Starting next year, students who take the ACT will receive more information about their readiness for college and careers, ACT officials said. The test results will include a “STEM Score,” representing a student’s performance on the mathematics and science portions of the exam, and an “English Language Arts Score,” which will combine the student’s performance on the English, reading, and writing sections.
The exam also will include two new indicators. One will show whether a student is likely to understand the kinds of complex texts he or she will take in college.
The other will assess a test taker’s career readiness, revealing his or her mastery of skills—such as applied math and reading-for-information—that employers value, ACT officials said. The measure will be based on the scores of students who have taken both the ACT and ACT Inc.'s WorkKeys tests, which are job-skills assessments (Illinois and Michigan, for instance, give both exams to all 11th graders).

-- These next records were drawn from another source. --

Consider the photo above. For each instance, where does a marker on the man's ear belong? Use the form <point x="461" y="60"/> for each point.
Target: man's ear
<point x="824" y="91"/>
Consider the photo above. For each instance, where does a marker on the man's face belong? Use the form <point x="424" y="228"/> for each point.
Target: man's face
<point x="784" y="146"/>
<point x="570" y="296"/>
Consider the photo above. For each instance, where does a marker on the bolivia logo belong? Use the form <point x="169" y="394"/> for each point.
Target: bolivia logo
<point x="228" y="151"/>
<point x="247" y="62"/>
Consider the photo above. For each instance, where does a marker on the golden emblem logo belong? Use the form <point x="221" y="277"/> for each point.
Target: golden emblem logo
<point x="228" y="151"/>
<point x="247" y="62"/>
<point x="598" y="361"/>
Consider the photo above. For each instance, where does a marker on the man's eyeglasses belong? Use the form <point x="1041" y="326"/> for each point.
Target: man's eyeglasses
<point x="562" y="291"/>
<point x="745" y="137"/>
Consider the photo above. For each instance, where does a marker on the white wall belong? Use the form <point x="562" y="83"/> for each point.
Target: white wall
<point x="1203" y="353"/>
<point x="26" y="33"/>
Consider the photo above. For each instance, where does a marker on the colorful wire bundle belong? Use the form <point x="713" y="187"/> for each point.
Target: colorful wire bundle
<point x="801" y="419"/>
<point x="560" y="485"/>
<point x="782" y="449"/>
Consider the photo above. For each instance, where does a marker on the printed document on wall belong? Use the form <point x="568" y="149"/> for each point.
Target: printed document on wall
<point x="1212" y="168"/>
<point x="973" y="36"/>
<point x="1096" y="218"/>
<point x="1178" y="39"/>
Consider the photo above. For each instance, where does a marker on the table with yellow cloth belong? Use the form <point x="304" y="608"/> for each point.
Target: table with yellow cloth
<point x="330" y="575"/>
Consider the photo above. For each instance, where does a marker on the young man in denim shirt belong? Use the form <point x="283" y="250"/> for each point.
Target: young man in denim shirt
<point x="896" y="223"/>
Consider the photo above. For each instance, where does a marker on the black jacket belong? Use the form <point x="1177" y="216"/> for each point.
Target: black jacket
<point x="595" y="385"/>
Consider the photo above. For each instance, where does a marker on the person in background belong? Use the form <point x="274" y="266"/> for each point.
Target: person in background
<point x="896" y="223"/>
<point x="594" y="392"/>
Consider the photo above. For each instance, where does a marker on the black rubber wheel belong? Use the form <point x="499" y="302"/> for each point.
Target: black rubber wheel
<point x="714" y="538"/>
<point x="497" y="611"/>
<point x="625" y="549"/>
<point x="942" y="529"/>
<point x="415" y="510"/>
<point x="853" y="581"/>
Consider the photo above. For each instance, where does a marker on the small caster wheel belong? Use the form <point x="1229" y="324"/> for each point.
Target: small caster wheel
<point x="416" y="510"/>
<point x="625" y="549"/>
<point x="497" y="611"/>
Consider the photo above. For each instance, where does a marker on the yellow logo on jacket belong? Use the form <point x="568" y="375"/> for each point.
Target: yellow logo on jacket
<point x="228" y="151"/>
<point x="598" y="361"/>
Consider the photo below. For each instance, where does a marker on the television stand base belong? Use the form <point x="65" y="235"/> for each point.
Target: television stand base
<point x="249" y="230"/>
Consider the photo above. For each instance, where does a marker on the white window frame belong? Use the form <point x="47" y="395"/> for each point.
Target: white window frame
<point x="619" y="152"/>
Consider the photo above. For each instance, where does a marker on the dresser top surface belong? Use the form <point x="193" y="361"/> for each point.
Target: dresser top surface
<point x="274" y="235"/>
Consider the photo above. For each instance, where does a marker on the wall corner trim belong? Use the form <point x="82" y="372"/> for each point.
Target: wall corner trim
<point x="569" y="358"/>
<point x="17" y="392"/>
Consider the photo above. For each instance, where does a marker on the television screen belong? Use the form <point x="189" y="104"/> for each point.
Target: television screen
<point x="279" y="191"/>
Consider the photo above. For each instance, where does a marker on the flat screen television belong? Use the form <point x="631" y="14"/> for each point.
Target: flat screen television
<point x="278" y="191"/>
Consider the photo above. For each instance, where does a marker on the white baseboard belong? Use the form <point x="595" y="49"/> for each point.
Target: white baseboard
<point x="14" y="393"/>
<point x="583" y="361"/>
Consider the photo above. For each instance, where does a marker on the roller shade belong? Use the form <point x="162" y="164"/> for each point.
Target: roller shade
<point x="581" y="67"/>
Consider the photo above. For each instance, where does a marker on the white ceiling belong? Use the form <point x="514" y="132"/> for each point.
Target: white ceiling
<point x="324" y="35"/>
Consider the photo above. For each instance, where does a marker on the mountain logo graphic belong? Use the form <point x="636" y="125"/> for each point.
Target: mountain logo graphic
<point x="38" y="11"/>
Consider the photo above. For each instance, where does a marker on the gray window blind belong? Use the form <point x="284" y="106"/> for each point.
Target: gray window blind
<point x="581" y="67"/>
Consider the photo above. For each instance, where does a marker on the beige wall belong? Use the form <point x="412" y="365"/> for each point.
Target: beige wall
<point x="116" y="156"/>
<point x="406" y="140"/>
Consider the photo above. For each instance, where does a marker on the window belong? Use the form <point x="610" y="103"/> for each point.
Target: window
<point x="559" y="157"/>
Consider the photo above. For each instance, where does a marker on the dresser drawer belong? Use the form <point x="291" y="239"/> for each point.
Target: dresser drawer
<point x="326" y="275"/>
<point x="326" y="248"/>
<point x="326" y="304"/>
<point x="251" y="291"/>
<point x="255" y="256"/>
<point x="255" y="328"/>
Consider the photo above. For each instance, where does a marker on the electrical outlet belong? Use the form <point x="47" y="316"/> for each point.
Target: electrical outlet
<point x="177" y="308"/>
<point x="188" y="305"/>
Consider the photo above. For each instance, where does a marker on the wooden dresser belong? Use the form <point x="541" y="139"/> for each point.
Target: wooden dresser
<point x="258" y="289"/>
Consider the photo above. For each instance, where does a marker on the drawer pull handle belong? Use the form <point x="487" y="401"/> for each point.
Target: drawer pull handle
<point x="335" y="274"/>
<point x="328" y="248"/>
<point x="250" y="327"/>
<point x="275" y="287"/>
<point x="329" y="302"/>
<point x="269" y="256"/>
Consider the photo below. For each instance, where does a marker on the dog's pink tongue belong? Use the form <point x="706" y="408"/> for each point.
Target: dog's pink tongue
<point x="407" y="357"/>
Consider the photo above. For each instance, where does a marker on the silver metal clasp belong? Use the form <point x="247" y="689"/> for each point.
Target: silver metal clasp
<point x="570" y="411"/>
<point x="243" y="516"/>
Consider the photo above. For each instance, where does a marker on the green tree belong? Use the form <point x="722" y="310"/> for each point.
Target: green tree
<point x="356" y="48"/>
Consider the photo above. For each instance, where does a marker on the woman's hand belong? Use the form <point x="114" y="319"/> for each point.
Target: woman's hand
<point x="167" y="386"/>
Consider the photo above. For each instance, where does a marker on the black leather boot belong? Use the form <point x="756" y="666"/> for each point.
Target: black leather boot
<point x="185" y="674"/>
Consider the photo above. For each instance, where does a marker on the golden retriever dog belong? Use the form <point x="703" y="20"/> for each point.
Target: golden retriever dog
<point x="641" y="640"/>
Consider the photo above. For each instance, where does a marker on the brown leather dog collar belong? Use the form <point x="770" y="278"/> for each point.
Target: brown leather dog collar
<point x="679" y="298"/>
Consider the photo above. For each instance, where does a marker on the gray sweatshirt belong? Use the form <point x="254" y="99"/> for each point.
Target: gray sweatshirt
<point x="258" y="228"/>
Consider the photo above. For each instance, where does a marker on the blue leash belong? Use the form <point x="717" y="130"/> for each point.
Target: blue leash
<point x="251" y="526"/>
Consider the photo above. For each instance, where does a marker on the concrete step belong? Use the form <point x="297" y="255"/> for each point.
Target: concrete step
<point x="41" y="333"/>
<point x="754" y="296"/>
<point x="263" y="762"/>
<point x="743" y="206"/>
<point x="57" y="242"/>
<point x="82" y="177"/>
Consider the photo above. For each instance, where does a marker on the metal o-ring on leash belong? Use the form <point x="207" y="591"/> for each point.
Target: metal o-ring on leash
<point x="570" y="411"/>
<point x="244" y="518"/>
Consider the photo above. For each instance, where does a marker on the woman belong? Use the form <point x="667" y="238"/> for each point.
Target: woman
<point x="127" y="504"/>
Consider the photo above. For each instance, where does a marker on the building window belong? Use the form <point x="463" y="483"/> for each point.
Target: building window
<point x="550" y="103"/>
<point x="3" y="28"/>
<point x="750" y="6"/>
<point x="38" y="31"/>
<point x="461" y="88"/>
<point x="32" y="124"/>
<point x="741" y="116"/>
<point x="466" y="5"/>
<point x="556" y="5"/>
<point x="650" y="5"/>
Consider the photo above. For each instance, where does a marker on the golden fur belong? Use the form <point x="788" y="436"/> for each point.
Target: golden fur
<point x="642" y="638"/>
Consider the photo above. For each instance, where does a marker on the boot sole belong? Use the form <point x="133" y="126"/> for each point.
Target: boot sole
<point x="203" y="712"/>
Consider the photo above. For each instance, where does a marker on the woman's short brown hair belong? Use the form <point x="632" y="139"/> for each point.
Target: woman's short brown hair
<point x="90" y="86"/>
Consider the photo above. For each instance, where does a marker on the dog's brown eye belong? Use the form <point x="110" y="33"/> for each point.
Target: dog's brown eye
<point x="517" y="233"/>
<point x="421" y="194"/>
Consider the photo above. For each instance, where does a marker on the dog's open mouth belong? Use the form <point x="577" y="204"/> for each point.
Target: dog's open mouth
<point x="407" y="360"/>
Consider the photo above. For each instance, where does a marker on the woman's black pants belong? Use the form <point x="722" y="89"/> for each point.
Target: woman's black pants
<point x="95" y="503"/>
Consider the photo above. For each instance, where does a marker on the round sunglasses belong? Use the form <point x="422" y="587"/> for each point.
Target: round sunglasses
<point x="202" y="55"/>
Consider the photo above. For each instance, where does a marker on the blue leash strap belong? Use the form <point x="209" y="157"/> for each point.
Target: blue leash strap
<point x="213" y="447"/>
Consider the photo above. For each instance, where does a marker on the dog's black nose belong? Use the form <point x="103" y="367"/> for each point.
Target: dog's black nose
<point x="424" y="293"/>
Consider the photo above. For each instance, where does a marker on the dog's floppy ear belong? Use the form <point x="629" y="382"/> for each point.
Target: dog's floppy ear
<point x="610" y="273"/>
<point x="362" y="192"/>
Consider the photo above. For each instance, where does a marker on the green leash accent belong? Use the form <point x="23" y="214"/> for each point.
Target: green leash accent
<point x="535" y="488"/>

“We asked how we can make the results more useful and more relevant to students, teachers, and counselors,” Jon Erickson, president of education and career solutions at ACT, said in an interview on Tuesday.
The new scores and indicators will supplement students’ overall score on the exam. The ACT’s traditional 1-to-36 scale will stay the same.
But the ACT’s optional writing test is changing. Currently, the prompt for the 30-minute essay asks test takers to argue one side of an issue, such as whether high schools should require students to wear uniforms. Although samples of the new prompts were not yet available, Edward R. Colby, a spokesman for ACT, said the questions would be more nuanced.
“It won’t be ‘this side or that side,’” Mr. Colby said. “The question will ask students for multiple perspectives and support. It will be a more-complex prompt than what we’re delivering now.”
The essays will be scored in four categories: ideas and analysis, development and support, organization, and language use. That approach will allow students to better determine their strengths and weaknesses, Mr. Erickson said. (Now, two graders score the essays on a 1-to-6 scale, based on an overall evaluation of the writing; the two scores are summed.)
Those changes may or may not make the writing test more appealing to colleges, most of which do not require applicants to submit writing scores (a shrinking number of institutions—about 12 percent—use the ACT writing test, according to ACT). Still, some of the colleges that do require it are large, and a majority of ACT takers write essays (52 percent of high-school seniors graduating this year).
Also this week, ACT officials said that four more states—Minnesota, Mississippi, Missouri, and Wisconsin—would require all high-school juniors in public schools to take the ACT as part of a statewide assessment program. That will bring the total to 17 states.